Vividly Melodic New Classical Works by Danielle Eva Schwob
Multi-instrumentalist/composer Danielle Eva Schwob‘s new album Out of the Tunnel is streaming at Soundcloud. She used to record under the name Delanila and played artsy electroacoustic pop; this is a quantum leap for her imaginative, colorful contemporary classical craft.
The PUBLIQuartet play the album’s centerpiece. The first movement of Out of the Tunnel is simply titled Fast, a brisk, rather suspenseful, bustling theme that brings to mind Jessica Meyer‘s work, along with Kayhan Kalhor in its most energetic moments.
The slower but typically steady second movement is more circular, in a subdued, rainy-day Philip Glass vein, which really comes to the surface in the fleeting third movement. The conclusion has a bold, flamenco-ish rhythm, Schwob weaving a heroic anthem into a stabbing pulse that brings the initial theme full circle, first as a waltz, then a darkly dramatic canon of sorts. This is fun!
Her arrangement of Travelling North for flute and vibraphone is a spare, conversational, enigmatically twinkling wintry theme, played by Simon Boyar and Nathalie Joachim, respectively. Harpist Kristi Shade plays The Long Way Down with graceful, baroque-tinged fluidity: there’s a distant Renaissance folk melancholy to her steady triplets.
Joachim joins Shade and violist Wei-Yang Andy Lin in Breathing Underwater, the trio building a verdant syncopation that coalesces into a dynamically shifting, Debussyesque pastorale. Caroline Shaw also comes to mind.
As you would expect, Reflections on Francis Bacon – a multitracked cello piece played by Brooklyn Rider‘s Michael Nicolas – is darkly acerbic, often austere, anchored by a gritty pedal note in the early going. Schwob pares it down to an allusively chromatic melody that more than hints at Bach. Ultimately, there is no escape for this guy.
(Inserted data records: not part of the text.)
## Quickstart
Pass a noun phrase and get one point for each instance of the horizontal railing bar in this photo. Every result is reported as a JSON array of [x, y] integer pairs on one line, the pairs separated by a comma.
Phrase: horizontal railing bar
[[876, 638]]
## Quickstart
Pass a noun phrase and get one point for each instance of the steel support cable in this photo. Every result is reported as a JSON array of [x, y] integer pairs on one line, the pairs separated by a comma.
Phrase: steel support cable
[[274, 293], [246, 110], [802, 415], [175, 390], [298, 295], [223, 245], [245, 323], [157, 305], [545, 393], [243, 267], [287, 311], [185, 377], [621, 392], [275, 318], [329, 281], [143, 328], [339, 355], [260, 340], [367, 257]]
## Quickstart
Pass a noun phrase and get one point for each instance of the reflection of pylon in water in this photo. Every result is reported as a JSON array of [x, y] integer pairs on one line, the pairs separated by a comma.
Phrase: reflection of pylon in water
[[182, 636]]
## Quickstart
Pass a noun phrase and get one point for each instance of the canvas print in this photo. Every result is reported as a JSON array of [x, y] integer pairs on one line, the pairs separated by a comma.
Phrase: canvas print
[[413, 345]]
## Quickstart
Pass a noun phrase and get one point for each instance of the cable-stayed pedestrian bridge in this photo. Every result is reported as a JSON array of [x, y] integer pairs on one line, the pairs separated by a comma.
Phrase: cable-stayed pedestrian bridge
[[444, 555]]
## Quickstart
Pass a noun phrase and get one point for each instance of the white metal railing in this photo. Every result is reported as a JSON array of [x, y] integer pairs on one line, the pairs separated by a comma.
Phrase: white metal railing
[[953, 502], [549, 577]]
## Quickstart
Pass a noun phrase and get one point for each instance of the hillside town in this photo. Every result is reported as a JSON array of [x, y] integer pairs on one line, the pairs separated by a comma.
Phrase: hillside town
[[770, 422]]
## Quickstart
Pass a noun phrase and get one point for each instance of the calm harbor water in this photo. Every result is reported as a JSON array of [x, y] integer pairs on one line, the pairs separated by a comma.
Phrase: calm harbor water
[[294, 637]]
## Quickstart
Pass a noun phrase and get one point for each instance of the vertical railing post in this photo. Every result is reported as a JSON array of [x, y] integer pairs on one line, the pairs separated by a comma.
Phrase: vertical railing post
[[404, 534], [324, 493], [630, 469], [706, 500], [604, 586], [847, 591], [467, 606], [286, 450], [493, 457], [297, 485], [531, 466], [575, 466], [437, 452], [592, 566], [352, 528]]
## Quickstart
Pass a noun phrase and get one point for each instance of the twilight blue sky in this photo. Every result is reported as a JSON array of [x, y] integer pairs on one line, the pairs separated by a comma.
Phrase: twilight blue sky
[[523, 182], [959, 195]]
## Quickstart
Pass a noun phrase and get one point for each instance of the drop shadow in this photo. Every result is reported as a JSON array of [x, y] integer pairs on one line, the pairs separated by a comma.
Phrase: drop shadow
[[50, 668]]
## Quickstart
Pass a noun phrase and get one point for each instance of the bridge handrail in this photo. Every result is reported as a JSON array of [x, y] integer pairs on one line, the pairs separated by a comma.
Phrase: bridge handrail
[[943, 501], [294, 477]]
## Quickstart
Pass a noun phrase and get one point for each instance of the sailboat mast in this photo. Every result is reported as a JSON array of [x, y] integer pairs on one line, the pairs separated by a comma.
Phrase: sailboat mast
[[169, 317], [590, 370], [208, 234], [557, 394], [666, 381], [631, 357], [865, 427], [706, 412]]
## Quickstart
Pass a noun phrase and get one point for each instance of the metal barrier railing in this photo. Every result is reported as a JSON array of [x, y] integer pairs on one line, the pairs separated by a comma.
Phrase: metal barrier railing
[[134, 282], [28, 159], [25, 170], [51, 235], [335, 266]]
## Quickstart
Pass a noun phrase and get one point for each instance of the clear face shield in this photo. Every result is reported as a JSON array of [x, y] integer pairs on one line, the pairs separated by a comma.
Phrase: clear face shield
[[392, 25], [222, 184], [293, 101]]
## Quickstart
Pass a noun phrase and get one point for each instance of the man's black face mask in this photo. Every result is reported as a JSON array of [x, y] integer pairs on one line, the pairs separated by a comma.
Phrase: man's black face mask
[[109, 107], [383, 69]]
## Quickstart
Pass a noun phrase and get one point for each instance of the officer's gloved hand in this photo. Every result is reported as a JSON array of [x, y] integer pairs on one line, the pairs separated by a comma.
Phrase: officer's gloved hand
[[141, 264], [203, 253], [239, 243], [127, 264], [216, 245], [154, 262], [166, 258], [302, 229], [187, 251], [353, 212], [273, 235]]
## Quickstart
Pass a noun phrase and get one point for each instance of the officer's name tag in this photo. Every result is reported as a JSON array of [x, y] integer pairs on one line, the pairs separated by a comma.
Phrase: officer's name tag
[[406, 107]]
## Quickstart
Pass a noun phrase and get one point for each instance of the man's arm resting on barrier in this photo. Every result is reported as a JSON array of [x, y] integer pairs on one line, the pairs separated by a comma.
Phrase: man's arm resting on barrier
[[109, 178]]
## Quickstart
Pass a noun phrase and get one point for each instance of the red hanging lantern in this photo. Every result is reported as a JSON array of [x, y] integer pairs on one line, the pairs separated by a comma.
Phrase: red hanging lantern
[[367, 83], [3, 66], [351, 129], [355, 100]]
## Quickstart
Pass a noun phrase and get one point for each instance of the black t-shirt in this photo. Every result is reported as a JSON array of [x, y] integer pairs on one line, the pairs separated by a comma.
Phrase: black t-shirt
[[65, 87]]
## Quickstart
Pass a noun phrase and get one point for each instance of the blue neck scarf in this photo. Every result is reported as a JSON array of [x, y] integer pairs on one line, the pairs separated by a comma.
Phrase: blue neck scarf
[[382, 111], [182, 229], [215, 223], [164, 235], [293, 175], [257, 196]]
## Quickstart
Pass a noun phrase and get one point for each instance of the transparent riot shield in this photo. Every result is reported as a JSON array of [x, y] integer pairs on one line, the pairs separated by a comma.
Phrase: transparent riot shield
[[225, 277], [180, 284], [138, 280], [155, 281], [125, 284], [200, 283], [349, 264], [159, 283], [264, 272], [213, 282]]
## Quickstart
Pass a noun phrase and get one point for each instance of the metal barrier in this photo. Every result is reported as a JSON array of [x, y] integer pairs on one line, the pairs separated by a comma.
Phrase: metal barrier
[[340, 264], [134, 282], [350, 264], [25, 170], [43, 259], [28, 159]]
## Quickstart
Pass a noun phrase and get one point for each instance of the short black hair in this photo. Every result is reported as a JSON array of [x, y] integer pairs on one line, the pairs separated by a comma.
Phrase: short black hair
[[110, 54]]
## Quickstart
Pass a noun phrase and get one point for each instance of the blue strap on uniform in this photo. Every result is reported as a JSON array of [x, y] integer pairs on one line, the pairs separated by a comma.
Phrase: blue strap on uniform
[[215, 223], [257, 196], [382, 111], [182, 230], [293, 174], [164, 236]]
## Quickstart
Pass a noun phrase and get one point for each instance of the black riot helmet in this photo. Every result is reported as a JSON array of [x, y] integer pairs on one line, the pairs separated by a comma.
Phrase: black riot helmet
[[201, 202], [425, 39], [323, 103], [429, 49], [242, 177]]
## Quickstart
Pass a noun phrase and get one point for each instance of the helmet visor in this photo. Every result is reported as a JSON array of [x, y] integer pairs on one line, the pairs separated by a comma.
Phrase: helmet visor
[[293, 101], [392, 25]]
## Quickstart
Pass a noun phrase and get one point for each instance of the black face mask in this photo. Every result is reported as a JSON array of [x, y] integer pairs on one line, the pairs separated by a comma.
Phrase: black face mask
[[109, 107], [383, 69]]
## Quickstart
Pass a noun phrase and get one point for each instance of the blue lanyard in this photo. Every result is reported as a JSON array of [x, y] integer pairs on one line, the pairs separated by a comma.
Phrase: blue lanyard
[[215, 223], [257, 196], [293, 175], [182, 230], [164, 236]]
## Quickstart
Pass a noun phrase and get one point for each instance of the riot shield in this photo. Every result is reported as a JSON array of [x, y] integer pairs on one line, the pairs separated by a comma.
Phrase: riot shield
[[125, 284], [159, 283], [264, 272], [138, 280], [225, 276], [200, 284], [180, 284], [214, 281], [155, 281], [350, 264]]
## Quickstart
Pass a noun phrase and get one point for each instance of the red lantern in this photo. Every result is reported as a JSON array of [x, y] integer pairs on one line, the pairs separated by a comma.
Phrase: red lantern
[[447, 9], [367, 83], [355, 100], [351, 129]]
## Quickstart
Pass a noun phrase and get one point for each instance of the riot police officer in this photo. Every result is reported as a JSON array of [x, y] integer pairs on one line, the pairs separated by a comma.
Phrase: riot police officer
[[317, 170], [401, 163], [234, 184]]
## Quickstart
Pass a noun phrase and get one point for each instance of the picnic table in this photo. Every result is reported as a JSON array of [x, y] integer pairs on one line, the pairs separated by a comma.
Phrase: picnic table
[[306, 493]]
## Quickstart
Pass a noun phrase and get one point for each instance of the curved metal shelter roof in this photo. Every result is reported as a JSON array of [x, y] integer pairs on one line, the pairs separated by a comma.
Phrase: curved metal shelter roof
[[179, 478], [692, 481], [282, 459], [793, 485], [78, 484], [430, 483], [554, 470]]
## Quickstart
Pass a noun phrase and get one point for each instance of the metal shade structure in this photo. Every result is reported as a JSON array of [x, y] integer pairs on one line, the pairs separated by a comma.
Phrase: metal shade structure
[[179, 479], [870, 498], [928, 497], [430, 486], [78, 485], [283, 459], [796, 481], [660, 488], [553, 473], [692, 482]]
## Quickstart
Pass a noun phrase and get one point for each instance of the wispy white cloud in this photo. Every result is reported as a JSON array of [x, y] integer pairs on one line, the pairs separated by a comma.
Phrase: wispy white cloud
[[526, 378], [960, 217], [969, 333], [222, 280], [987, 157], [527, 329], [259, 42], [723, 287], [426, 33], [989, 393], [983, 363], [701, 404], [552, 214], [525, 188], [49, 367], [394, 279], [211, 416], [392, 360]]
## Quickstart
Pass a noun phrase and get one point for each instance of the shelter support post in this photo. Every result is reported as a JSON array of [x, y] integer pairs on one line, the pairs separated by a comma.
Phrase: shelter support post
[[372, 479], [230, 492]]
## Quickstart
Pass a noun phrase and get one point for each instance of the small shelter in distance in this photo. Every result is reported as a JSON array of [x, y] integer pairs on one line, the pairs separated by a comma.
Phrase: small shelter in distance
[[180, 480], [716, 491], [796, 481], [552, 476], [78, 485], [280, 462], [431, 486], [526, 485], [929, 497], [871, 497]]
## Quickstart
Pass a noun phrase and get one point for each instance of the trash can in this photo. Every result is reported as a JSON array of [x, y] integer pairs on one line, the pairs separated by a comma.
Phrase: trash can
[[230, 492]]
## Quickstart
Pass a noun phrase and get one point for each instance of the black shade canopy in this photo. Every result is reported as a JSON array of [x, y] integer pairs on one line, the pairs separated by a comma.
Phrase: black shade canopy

Pianist Orion Weiss plays the concluding piece, Reflections on Lucian Freud, somber introspection spiced with coy peek-a-boo motives, then building to jauntily clustering phrases. The eerily modal cascade to a false ending is breathtaking. Let’s hope that Schwob has more material like this up her sleeve.
Exciting New Harp Music from Duo Scorpio
Much as the harp has been celebrated for its angelic sound, it’s also been a staple of horror movies. The rather ominously named Duo Scorpio transcend any preconceptions about harp music, whether heavenly or horrible (they are capable of both and everything in between) on their debut album. Virtuosos Kathryn Andrews and Kristi Shade share a birthday, November 5 (hence the ensemble name), a vivid chemistry and a strong attunement to emotional content throughout an exciting, diverse mix of new and recent compositions that push the limits of what can be done with the instrument. With its ambitious scope, energy and extended technique (percussive effects, rubbed and muted strings and more), it often evokes the similarly pioneering work of Bridget Kibbey.
Bernard Andrès is represented by two tracks here. Le Jardin des Paons, which opens the album, is a lush triptych with Asian allusions, alternately dancing and severe, bringing to mind both Bernard Herrmann and Erik Satie with its moody insistence before ending on a warmer, more verdant note, glissandos paired off against brightly attractive, incisive motifs. The album closes with Parvis, an otherworldly, tango-flavored piece with a long, understatedly Lynchian crescendo over velvety swells.
A triptych commission from Robert Paterson, Scorpion Tales is the centerpiece here. Terse noirisms, creepy syncopation and divergent, Andriessen-esque bell-like tones span the entirety of the harps’ sonic capabilities in the opening segment. In the middle section, an eerie twinkling gives way to a courtly, anthemic waltz lowlit by coyly baroque harmonies. It concludes with The Tale of Orion, a rhythmically playful, Brazilian-tinged narrative bookended by starlit austerity.
Caroline Lizotte’s Raga builds increasingly catchy, hypnotically circling variations out of minimalist atmospherics, while Sebastian Currier‘s Crossfade, the most nebulous piece here, pushes toward and then retreats from clenched-teeth suspense with artfully shifting polyrhythms. The most challenging and jazz-oriented work here, Stephen Taylor’s Unfurl employs what seems to be alternate tunings and gritty low overtones, shifting from menacingly exploratory ripples to a bit of a dance and then back. You might not expect a recording for harp to be as much of a fun ride as this one is.